As a rule, NSBB should be initiated once variceal hemorrhage is controlled and acute intravenous vasoactive drugs have been discontinued; that is, between 2 and 5 days after the initiation of intravenous therapy.
NSBB Plus Nitrates
In hemodynamic studies, the association of vasodilators such as ISMN or prazosin with NSBB leads to a greater reduction in HVPG (20%–24%) compared with the reduction observed with NSBB alone. However, complications, mainly ascites and/or symptomatic hypotension, occur more frequently with combination therapy. The rate of HVPG responders with NSBB plus ISMN is 44%, a rate that is significantly higher than that observed with NSBB alone (37%). In RCT, a meta-analysis has confirmed a significantly higher number of side effects for NSBB plus ISMN (38%) compared with NSBB alone (23%), with a higher discontinuation rate (15% vs 6%, respectively). Recommended doses of ISMN are shown in Table 1 .

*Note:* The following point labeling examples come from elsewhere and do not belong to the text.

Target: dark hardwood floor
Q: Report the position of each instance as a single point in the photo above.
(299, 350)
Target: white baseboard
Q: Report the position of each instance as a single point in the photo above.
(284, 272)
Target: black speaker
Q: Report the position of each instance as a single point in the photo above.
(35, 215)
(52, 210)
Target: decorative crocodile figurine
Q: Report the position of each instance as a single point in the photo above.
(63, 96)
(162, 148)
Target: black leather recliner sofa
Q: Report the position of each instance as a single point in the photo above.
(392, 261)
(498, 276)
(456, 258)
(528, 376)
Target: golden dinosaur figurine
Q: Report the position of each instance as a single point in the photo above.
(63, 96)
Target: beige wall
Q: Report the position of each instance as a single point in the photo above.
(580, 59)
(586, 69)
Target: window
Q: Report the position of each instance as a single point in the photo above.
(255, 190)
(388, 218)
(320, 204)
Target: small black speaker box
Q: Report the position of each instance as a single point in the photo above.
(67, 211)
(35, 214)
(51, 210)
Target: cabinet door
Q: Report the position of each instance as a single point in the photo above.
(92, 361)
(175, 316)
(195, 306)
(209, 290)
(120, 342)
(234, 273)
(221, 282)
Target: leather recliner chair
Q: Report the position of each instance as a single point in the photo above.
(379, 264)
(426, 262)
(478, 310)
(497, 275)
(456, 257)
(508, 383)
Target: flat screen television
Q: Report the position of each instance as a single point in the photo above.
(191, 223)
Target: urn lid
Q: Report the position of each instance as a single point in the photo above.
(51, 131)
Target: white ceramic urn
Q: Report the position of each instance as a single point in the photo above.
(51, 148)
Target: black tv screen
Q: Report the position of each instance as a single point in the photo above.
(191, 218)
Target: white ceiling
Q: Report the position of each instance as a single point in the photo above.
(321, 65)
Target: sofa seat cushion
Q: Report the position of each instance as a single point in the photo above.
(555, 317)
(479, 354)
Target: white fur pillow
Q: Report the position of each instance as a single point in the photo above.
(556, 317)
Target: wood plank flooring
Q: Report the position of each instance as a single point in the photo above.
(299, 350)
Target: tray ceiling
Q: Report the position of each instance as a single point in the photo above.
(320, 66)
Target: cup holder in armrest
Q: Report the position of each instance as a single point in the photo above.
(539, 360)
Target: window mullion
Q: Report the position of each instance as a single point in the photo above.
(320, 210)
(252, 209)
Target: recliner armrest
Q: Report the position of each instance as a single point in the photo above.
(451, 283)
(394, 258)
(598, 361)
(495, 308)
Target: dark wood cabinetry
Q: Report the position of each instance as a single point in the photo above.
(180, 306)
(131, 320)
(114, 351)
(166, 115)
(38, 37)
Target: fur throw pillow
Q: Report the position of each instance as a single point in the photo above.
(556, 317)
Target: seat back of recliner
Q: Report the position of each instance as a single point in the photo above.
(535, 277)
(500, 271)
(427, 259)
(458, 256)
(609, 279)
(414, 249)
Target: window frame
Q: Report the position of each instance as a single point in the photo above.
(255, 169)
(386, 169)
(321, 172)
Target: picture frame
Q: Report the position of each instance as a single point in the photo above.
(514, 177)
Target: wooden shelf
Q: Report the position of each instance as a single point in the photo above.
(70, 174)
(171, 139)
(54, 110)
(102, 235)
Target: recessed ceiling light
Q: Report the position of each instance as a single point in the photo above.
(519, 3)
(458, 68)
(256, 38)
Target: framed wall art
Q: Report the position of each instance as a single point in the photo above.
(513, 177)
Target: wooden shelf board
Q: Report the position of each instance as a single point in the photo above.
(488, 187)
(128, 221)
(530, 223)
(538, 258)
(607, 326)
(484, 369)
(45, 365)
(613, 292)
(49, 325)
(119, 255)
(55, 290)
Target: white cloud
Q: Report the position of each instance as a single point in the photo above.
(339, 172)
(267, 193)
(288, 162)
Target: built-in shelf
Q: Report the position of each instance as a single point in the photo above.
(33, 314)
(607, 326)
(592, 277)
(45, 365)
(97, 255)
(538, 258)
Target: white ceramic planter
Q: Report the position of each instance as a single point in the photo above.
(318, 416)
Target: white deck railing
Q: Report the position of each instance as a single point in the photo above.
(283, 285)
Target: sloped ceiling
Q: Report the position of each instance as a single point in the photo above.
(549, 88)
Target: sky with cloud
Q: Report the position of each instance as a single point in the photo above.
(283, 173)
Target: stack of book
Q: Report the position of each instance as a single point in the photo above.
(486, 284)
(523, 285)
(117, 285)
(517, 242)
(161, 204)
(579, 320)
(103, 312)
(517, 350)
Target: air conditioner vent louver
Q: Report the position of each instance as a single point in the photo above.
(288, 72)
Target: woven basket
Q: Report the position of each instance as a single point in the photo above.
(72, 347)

NSBB plus ISMN in the prevention of first variceal hemorrhage
The largest, double-blind RCT comparing propranolol plus placebo versus propranolol plus ISMN showed no differences in the rate of first variceal hemorrhage or mortality between groups. These findings have been confirmed in a recent Cochrane meta-analysis. Therefore, the combination of NSBB plus nitrates is not recommended in the primary prophylaxis of variceal hemorrhage.
NSBB plus nitrates in the prevention of recurrent variceal hemorrhage
A single RCT fully published in English compared propranolol alone versus propranolol plus ISMN and showed, at the end of the study, a borderline significant difference in favor of combination therapy regarding prevention of recurrent variceal hemorrhage ( P = .05). This difference became significant after an additional year of follow-up ( P = .03), without differences in the incidence of overall rebleeding. A recent Cochrane meta-analysis confirms no differences in the rate of overall bleeding or mortality between these therapies, but a borderline lower rate of recurrent variceal hemorrhage in patients on combination NSBB plus nitrates (relative risk, 0.71; 95% confidence interval, 0.52–0.96) and with a higher rate of side effects.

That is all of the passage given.